Informations diverses

Sécurité routière dans le bourg.

Un petit rappel, depuis quelques mois, il a été observé un manque de respect des règles en matière de sécurité routière et notamment des véhicules motorisés dans le centre du village. La liste n’est pas exhaustive : les STOPS où l’arrêt n’est pas marqué, les intersections qui sont prises sur la gauche, sans parler de la vitesse parfois excessive.
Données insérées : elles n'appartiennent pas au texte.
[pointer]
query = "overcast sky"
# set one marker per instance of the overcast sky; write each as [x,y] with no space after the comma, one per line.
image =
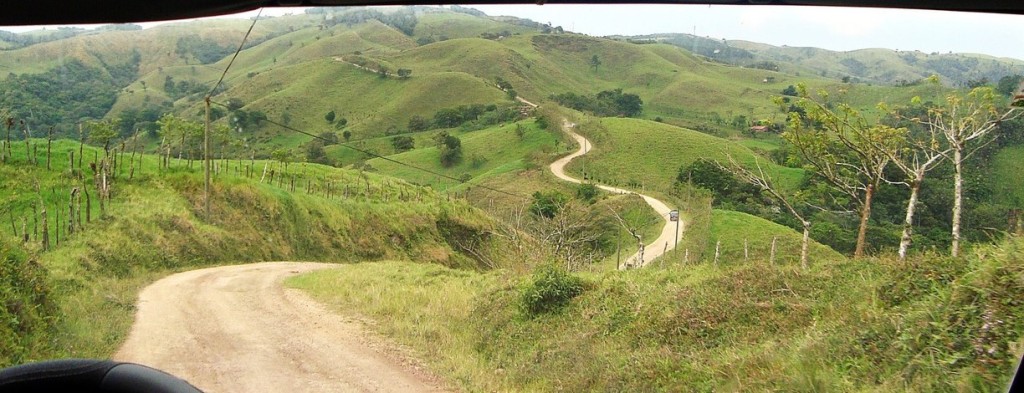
[829,28]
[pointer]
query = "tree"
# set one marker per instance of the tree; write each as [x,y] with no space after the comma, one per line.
[1008,85]
[316,154]
[845,148]
[233,103]
[103,132]
[451,148]
[448,118]
[967,123]
[402,143]
[548,204]
[915,158]
[329,138]
[418,123]
[587,191]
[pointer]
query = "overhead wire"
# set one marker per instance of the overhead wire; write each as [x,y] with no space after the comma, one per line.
[237,51]
[390,160]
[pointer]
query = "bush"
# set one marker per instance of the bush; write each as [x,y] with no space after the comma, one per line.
[587,191]
[549,290]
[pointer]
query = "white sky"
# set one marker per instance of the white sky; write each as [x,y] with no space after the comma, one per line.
[829,28]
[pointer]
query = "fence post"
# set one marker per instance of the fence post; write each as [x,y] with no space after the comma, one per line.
[718,246]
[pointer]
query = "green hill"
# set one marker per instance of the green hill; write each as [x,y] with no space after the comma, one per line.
[849,325]
[645,155]
[876,66]
[486,153]
[102,252]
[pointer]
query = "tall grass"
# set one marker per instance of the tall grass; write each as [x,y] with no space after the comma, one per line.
[155,224]
[931,323]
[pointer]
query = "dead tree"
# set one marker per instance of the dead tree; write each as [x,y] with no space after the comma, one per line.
[569,233]
[968,124]
[915,159]
[635,232]
[49,146]
[764,181]
[846,148]
[71,211]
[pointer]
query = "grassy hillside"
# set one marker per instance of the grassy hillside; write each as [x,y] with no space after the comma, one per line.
[154,224]
[736,230]
[1008,166]
[857,325]
[645,155]
[876,66]
[486,153]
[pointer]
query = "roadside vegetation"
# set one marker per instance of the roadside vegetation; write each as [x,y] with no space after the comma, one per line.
[421,165]
[77,297]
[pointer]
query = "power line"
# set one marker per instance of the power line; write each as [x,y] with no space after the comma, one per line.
[374,155]
[237,51]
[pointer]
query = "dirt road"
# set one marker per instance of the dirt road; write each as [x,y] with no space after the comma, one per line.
[236,329]
[666,241]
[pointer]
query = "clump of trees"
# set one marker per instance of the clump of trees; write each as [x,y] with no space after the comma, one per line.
[61,96]
[203,49]
[465,116]
[402,20]
[607,102]
[402,143]
[451,148]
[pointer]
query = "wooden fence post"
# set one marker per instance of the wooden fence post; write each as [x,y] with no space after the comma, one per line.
[718,247]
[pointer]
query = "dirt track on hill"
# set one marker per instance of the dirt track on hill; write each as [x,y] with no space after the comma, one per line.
[236,329]
[665,243]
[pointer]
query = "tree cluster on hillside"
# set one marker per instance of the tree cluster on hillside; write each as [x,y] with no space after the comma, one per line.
[23,40]
[451,148]
[467,10]
[403,20]
[469,117]
[203,49]
[896,182]
[182,88]
[61,96]
[607,102]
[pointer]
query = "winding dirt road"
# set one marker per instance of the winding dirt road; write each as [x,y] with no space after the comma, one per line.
[666,241]
[236,329]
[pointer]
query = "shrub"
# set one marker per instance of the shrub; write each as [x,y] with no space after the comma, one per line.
[549,290]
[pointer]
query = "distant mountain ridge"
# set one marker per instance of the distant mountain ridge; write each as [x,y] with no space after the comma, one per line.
[867,66]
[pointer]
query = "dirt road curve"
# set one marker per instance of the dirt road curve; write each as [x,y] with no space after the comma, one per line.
[666,241]
[236,329]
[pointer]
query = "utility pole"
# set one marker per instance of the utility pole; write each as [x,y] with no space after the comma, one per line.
[584,160]
[206,160]
[674,216]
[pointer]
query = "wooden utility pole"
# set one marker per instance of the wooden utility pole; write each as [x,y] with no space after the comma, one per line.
[206,159]
[49,145]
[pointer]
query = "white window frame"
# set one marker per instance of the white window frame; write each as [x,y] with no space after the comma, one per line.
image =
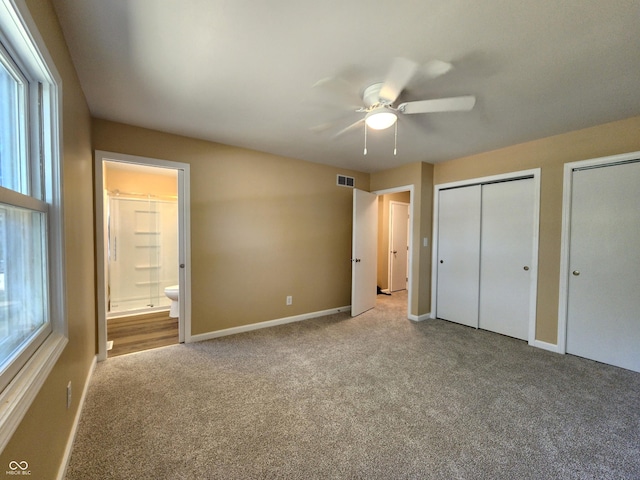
[22,40]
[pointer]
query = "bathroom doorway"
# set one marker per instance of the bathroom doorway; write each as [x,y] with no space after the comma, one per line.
[142,229]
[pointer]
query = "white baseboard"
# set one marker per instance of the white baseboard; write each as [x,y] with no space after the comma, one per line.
[419,318]
[552,347]
[269,323]
[76,421]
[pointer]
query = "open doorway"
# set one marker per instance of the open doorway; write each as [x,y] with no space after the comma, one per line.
[399,263]
[393,241]
[142,246]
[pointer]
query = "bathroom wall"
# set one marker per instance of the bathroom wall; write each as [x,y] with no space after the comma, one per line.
[125,179]
[262,227]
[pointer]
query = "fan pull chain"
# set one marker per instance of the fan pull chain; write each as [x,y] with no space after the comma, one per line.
[395,141]
[365,138]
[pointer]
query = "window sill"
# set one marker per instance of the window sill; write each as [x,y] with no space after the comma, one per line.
[17,397]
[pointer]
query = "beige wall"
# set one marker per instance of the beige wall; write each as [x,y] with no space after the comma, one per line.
[420,175]
[383,234]
[42,436]
[262,227]
[550,154]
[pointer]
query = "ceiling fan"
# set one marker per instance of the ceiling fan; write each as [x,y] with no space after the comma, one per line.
[379,99]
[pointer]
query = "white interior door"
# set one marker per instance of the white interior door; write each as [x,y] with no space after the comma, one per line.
[364,252]
[399,250]
[458,276]
[603,323]
[506,255]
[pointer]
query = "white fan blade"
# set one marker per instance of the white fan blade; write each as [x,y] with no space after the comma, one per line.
[402,70]
[435,68]
[453,104]
[350,127]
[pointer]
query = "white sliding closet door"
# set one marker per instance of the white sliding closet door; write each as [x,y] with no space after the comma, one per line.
[506,257]
[458,255]
[603,320]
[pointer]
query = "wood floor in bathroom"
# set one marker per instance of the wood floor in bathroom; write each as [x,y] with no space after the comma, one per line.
[141,332]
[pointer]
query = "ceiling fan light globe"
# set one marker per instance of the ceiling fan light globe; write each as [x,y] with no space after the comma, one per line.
[379,120]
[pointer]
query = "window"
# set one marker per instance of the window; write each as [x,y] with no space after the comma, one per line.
[32,314]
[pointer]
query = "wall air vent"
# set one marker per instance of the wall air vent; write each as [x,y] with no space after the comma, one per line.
[345,181]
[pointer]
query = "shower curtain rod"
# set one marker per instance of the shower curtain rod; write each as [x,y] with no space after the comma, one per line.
[119,193]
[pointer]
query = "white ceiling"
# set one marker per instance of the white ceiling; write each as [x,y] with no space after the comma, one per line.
[241,72]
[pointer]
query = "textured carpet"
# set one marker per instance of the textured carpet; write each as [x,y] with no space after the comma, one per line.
[373,397]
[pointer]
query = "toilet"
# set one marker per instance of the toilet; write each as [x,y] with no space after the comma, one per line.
[172,293]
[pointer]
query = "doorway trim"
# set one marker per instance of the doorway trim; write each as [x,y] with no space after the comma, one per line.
[563,303]
[533,292]
[184,241]
[389,256]
[412,216]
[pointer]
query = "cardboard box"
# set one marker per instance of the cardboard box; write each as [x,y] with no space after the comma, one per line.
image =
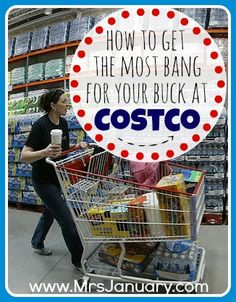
[109,220]
[175,207]
[136,259]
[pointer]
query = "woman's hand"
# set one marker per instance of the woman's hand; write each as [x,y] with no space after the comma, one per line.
[83,145]
[52,150]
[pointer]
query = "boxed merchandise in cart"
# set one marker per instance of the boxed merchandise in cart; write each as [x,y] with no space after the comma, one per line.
[176,205]
[136,259]
[136,218]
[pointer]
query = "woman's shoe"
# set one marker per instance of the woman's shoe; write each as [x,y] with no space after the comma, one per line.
[44,251]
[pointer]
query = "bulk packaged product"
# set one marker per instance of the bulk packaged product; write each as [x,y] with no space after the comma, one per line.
[39,38]
[136,259]
[175,207]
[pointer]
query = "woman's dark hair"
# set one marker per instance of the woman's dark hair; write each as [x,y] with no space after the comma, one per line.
[48,97]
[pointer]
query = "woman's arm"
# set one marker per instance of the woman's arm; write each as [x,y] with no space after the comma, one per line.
[28,155]
[81,144]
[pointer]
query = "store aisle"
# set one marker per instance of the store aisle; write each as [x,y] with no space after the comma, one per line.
[26,266]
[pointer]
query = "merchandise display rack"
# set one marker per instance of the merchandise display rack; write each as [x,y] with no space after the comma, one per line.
[19,174]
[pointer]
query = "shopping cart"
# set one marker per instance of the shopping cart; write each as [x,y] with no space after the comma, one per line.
[112,212]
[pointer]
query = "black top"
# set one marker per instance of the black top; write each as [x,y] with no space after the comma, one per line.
[38,139]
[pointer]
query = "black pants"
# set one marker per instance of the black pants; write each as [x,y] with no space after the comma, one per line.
[55,207]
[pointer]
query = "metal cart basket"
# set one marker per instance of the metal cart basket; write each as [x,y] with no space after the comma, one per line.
[111,211]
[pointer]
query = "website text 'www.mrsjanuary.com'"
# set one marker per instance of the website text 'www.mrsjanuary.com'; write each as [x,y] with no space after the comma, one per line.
[113,287]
Alors chers conducteurs pensez aux autres usagers de la route que sont les cyclistes, les piétons et bien sûr les autres conducteurs.

____________________

Attention : la RD 288 (Castillonnès-Eymet)
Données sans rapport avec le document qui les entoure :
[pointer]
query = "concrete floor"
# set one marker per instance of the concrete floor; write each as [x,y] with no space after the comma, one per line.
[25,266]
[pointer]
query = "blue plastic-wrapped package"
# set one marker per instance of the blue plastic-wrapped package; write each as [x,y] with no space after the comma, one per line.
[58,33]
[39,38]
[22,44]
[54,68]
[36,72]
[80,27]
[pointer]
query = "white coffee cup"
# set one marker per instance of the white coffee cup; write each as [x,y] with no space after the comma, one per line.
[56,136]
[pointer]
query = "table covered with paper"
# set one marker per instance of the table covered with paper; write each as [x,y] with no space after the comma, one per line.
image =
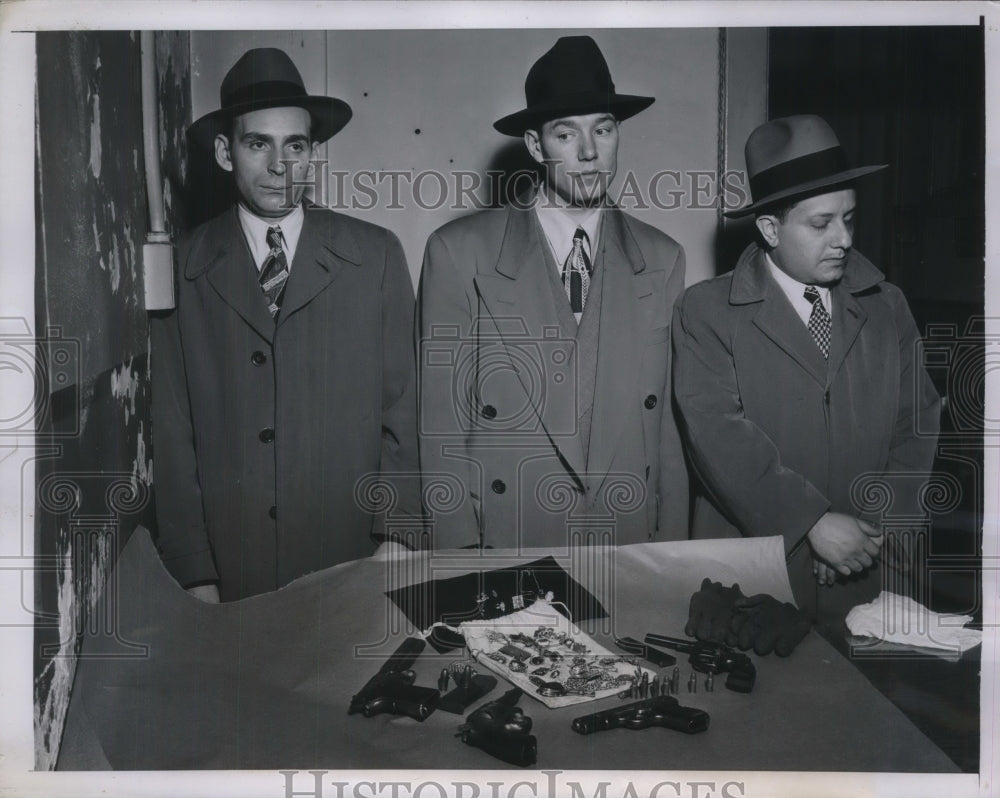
[265,683]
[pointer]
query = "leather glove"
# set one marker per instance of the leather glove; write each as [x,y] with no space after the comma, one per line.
[768,625]
[710,612]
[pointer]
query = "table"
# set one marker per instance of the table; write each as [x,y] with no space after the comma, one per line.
[264,683]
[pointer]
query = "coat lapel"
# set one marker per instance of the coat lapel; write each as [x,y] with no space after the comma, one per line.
[627,286]
[848,314]
[319,257]
[518,299]
[776,318]
[224,257]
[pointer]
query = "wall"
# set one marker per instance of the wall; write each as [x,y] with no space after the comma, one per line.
[426,100]
[95,463]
Suite à un accident survenu à Mondounet en 2015 et fort heureusement sans gravité, l’équipe municipale a demandé le classement en voie prioritaire de cette route qui traverse la commune pour rejoindre la RD1 (route de Lauzun) à La Plaine de Bayle. Désormais c’est chose faite, toutes les voies communales sur la route d’Eymet sont protégées par un STOP ou CEDEZ LE PASSAGE qu’il convient de respecter.

____________________

Carte nationale d’identité !

Depuis le 15 mars 2017, les demandes de CNI sont effectuées dans les mêmes modalités que pour les demandes de passeports. Ces nouvelles modalités permettront de davantage sécuriser la CNI, elle sera valable pour une période de 15 ans, gratuite sauf en cas de vol ou de perte. Les habitants de Cahuzac qui souhaitent obtenir une CNI doivent s’adresser aux mairies de Villeréal (tel : 05.53.36.00.39) ou Miramont de Guyenne (05.53.93.20.52) afin de fixer un rendez-vous pour la prise des empreintes digitales. Toutefois une pré-demande peut être effectuée sur le site https://predemande-cni.ants.gouv.fr ce qui permet d’éviter de remplir un dossier papier au guichet de la mairie et constitue un gain de temps.

____________________

Composteur communal

Un composteur communal sera prochainement installé au point de collecte des ordures ménagères situé au Bourg. Nous vous invitons à l’utiliser en respectant les recommandations affichées.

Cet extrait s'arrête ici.